Breizh face au latinisme : la lutte pour la receltisation contre l’imposture fransquillonne du patois gallo (Éditorial)

Depuis sa fondation, l’Emsav s’est donné pour objectif, comme son nom l’indique, de receltiser la Bretagne, exposée à une colonisation culturelle étrangère : la colonisation française. Cette colonisation poursuit indirectement l’effort de Rome, entamé à Alésia, lorsque le monde méditerranéen, par le latinisme, entreprit de détruire le monde celtique qui l’avait si longtemps contenu. La francisation est, et sera toujours, foncièrement un mouvement du Sud contre le Nord, un mouvement qui, de culturel, devient sous nos yeux démographique, la France étant devenue la porte d’entrée de l’Afrique en Europe.

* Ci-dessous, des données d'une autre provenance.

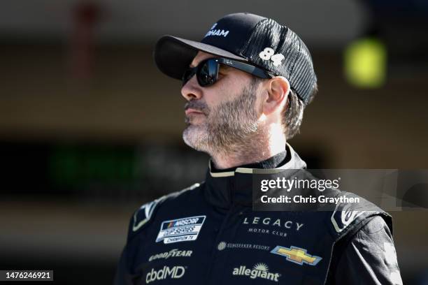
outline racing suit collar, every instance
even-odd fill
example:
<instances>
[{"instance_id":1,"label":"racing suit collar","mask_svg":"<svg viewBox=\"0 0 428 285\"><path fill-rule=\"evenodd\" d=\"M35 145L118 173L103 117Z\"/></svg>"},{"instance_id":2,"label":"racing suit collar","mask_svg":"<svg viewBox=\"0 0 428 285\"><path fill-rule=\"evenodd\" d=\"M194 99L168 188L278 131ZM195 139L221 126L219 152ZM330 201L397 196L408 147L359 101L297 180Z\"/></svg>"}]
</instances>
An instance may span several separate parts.
<instances>
[{"instance_id":1,"label":"racing suit collar","mask_svg":"<svg viewBox=\"0 0 428 285\"><path fill-rule=\"evenodd\" d=\"M306 168L306 163L292 147L287 144L285 159L276 168L238 167L231 171L211 171L211 161L207 170L204 195L213 205L229 209L234 204L251 207L252 202L252 175L278 173L284 169Z\"/></svg>"}]
</instances>

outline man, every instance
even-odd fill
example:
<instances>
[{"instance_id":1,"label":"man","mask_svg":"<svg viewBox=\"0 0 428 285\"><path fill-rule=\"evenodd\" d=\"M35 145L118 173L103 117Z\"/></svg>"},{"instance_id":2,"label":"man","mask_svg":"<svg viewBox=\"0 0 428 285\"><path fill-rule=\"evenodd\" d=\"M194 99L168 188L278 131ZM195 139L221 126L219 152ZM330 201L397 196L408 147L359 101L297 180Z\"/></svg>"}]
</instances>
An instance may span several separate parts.
<instances>
[{"instance_id":1,"label":"man","mask_svg":"<svg viewBox=\"0 0 428 285\"><path fill-rule=\"evenodd\" d=\"M204 182L135 212L115 284L402 284L391 217L369 202L364 211L252 209L255 173L306 168L286 142L317 89L296 34L231 14L201 42L162 37L155 60L183 80L183 139L211 159Z\"/></svg>"}]
</instances>

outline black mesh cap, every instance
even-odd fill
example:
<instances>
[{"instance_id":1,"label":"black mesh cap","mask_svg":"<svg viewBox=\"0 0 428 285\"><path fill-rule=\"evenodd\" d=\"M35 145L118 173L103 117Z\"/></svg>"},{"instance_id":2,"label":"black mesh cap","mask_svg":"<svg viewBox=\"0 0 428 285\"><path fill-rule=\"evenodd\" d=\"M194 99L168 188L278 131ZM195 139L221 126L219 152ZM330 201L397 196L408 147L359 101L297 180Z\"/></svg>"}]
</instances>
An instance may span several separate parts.
<instances>
[{"instance_id":1,"label":"black mesh cap","mask_svg":"<svg viewBox=\"0 0 428 285\"><path fill-rule=\"evenodd\" d=\"M308 48L294 31L276 21L247 13L219 20L200 41L164 36L155 48L161 71L181 79L197 52L241 60L284 76L307 103L316 87L317 77Z\"/></svg>"}]
</instances>

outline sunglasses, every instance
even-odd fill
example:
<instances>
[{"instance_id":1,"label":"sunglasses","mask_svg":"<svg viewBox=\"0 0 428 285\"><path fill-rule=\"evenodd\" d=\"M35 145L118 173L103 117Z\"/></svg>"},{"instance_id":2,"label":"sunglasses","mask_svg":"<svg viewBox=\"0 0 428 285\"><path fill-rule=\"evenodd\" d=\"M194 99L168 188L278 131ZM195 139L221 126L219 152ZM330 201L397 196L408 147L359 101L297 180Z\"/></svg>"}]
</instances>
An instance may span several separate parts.
<instances>
[{"instance_id":1,"label":"sunglasses","mask_svg":"<svg viewBox=\"0 0 428 285\"><path fill-rule=\"evenodd\" d=\"M222 57L214 57L203 60L197 66L187 68L183 75L183 85L184 86L195 74L198 83L201 87L213 85L218 80L220 64L239 69L260 78L271 78L263 69L251 64Z\"/></svg>"}]
</instances>

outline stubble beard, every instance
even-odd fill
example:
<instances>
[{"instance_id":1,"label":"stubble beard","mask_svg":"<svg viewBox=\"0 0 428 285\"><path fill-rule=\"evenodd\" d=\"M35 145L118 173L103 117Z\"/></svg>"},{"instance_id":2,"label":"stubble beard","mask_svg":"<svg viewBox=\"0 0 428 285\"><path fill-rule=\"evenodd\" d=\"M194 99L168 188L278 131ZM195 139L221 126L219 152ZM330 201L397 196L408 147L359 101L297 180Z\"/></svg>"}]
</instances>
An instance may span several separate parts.
<instances>
[{"instance_id":1,"label":"stubble beard","mask_svg":"<svg viewBox=\"0 0 428 285\"><path fill-rule=\"evenodd\" d=\"M255 147L253 140L262 131L259 128L255 110L256 89L255 84L245 86L241 95L230 101L210 110L204 103L192 101L187 104L201 110L205 120L192 124L186 117L187 128L183 133L185 142L196 150L213 156L214 154L236 154Z\"/></svg>"}]
</instances>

Les Français, trop acculturés et trop arrogants, refusent d’admettre la réalité de ce processus historique qui a tout, effectivement, d’une honteuse dégénérescence. Pourtant, la réalité de la langue française est qu’elle est aujourd’hui principalement parlée hors de France, en Afrique, et que la colonisation passée de ce continent se transforme en une colonisation à rebours. Face à cela, la Bretagne, par sa persistance linguistique, incarne le dernier bastion du celtisme sur le continent, un bastion qui, depuis des siècles, excite la haine du latinisme dont Paris est le vecteur. Les nationalistes bretons doivent comprendre ces deux grands mouvements historiques pour situer Breizh au XXIe siècle, saisir sa part dans la sauvegarde de l’Europe face à la grande submersion.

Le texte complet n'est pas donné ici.